My grandmother, who died just last year (will you check out her style?), had the most graceful passing I've ever seen or heard of. Fully cognitive until the very end of her well-lived eighty-five years, she had ample time to say goodbye to everyone before closing her eyes and slipping away. It was a beautiful thing, as her many children, grandchildren and great grandchildren came to her side, a few at a time, and gave her love and warmth in her final days and hours. We all shed tears, but she mostly smiled and relayed important information and advice she wanted to pass on. She was happy, fulfilled, proud, and entirely ready for what came next. I was amazed as I stood there with my children and she spoke to each of them, remembering everyone's names despite how many great-grandchildren there were for her to remember. "I'm sorry I won't be at Nutcracker this year, Calvin!" II'll never forget her saying, as I somehow restrained myself from sobbing, "but break a leg!" I can't tell you what a gift it was to all of us, and to me as I was able to truly thank her - though I had hoped she knew anyway - for all that she shared with me and taught me. She was after all, the very one who taught me to sew, and who tried to teach me to knit (it took a few more decades before that one stuck). Not to mention the gardening and cooking and canning! Oh, and hospital corners on my bed each morning - where would I be without that knowledge? (I jest. I haven't made a hospital corner since I last spent the night at her house.)
She was a remarkable woman till the very end, and I continue to hear tales of her last goodbyes - not dramatic or overly emotional, for she was neither of those things. But incredibly practical and loving, for she was those things with all of her being. Just recently my wonderful Aunt asked if I might be able to finish a pair of mittens that my grandmother began for her in the winter before she passed. My Nana gave her the mittens in progress, still on the needles, with an apology for not being able to finish them. Do you see what I mean? So practical! And loving, this woman! And so the ball of yarn was handed to my aunt, and now to me, ready to be finished, for Nana would never have wanted to waste time or materials. Indeed, that would be a great offense to her. There is no accompanying pattern because of course it is the pattern that is in her head after all those decades of making the same pair of mittens for so many people. Hundreds, easily, maybe more? And so, this is my challenge. A simple pair of knits that my Nana practically made in her sleep. With no pattern, though I think (hope?) I can wing it by looking at some finished pairs we have here (some in this post here) at home. And in yarn I'm not accustomed to but will most certainly knit with joy (or love, anyway).
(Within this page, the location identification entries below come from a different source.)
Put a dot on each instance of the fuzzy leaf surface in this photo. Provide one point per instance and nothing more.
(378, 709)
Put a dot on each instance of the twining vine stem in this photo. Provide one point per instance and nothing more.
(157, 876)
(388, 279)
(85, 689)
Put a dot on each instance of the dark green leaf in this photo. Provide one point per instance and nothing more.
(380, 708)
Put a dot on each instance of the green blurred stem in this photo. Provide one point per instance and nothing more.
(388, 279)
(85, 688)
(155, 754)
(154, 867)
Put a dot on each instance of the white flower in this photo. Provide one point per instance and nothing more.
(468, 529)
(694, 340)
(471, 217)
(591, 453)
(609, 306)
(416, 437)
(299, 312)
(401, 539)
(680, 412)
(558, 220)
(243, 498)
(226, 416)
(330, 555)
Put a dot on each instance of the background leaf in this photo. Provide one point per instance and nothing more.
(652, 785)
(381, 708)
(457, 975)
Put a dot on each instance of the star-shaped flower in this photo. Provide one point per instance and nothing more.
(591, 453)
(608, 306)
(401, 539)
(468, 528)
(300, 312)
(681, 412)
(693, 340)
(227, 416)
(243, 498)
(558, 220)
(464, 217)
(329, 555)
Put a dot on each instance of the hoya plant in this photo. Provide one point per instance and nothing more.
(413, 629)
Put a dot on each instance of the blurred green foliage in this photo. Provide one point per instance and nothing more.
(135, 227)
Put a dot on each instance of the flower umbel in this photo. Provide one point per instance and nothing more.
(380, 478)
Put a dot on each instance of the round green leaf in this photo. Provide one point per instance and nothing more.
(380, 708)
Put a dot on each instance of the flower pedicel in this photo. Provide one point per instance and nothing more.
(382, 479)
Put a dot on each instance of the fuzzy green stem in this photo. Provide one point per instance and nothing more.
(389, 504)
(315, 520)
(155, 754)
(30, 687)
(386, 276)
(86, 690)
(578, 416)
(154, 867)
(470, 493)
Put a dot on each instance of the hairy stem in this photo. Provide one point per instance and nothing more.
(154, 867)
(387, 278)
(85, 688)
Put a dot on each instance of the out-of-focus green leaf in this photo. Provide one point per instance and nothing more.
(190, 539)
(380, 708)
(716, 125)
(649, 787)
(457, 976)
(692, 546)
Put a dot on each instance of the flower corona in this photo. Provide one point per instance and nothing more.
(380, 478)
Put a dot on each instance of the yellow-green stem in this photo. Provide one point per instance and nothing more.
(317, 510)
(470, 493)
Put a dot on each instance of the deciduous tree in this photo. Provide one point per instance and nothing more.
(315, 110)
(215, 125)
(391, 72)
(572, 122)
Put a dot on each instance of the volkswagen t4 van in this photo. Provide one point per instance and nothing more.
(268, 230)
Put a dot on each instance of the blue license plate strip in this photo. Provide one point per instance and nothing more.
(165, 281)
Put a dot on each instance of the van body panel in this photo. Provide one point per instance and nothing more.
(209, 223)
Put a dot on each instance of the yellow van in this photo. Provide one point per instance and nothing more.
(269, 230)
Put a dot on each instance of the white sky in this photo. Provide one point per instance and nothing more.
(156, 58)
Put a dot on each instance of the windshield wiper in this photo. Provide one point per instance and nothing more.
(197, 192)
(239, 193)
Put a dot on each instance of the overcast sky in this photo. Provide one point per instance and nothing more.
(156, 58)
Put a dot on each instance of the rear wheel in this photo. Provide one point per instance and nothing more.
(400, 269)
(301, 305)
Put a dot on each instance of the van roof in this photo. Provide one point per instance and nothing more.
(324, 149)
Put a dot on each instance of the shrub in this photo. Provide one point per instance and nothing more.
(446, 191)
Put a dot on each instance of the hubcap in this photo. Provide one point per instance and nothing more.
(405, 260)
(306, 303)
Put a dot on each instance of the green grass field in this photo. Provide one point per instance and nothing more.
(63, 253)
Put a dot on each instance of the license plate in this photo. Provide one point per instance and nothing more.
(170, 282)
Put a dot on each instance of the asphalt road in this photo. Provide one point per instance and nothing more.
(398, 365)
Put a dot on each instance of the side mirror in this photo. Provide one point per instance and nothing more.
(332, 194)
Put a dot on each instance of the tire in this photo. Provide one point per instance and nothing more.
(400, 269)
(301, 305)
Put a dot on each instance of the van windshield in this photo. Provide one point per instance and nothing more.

This isn't our first collaboration - we made so very many things in our time together. Beginning when I was so little that my 'help' amounted to rearranging the pins on the pincushions like my littles do now (or more painfully, folding the tissue paper pattern pieces back up just so - oh, I hated that job!), to me taking the hand-off when she was unable to finish something (yes, we've done this sort of thing before!), and now to perhaps this last little thing we work on together. Though of course her influence is in everything I do. As I write this now and find myself unexpectedly tearful, I have to laugh, for I know she would not be so overly-sentimental and surely instead humored by my tears (and a little bit touched, I know). Because really, it's a matter of Waste Not, Want Not, isn't it? Yes, that and Love. These things she knew, and I try too.